[BUG] Fixing Dataparallel Training
Bug description
https://github.com/NVIDIA-Merlin/models/issues/964 demonstrated an issue with our data parallel training in Merlin Models.
-
What is the correct data loader to use? We have https://github.com/NVIDIA-Merlin/models/blob/main/merlin/models/tf/loader.py and then we have https://github.com/NVIDIA-Merlin/dataloader ?
-
Merlin Models Dataloader overwrites the global_rank variable https://github.com/NVIDIA-Merlin/models/blob/main/merlin/models/tf/loader.py#L307-L311 - what is the purpose of providing it as a parameter, when it will be overwritten? I think we should modify the if statement to global_rank is not None (same for global_size)
-
It seems that https://github.com/NVIDIA-Merlin/dataloader does not have this behavior - is that correct? Why is that the case?
-
Have we fixed the different number of batches for the different workers? In the example https://github.com/NVIDIA-Merlin/models/blob/main/examples/usecases/multi-gpu-data-parallel-training.ipynb, we use the work around to split the dataset BEFORE the training into <# GPUs> equal sizes and ignore the dataloader capability to split the dataset because it did not garantuee dataloader workers with the same number of batches and therefore, the training froze - see https://github.com/NVIDIA-Merlin/Merlin/issues/752
@bschifferer Why did we decide to split the dataset in the multi-gpu example instead of repartitioning the dataset with row_group_size? Did repartitioning not work?

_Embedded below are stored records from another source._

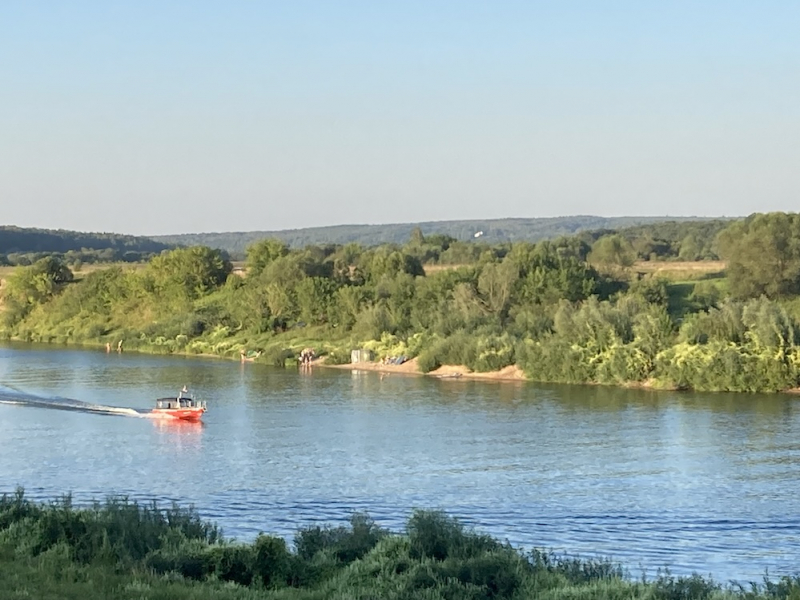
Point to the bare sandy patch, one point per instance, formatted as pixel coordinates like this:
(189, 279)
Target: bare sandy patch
(409, 367)
(509, 373)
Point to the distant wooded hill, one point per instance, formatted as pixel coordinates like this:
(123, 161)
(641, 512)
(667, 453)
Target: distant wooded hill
(491, 231)
(19, 240)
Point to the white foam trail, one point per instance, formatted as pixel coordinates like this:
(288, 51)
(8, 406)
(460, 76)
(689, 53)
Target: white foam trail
(20, 398)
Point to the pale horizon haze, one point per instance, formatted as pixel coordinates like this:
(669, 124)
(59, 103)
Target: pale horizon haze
(179, 117)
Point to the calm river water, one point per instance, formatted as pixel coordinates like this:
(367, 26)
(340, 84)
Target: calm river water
(693, 482)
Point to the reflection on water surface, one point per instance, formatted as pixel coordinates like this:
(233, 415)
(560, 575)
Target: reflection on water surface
(705, 482)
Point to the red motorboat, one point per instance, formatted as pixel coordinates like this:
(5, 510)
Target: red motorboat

@edknv I dont think repartitioning is an option. If you have 1TB dataset, does that work? How long will repartition take?
does repartiton garantuee equal size datasets?
I dont think repartitioning is an option. If you have 1TB dataset, does that work? How long will repartition take?
We are using dask dataframes so it's out of core, so I don't think the size of the dataset matters. Repartitioning should be pretty fast too. I'm guessing because I haven't tested it, but I would guess on the order of a few hundred milliseconds for a 1TB dataset.
does repartiton garantuee equal size datasets?
I don't think there's such a guarantee, but I believe utilizing df.to_parquet(..., row_group_size=...) and repartitioning is the best option we have until we have a more robust solution from the core or dataloader side.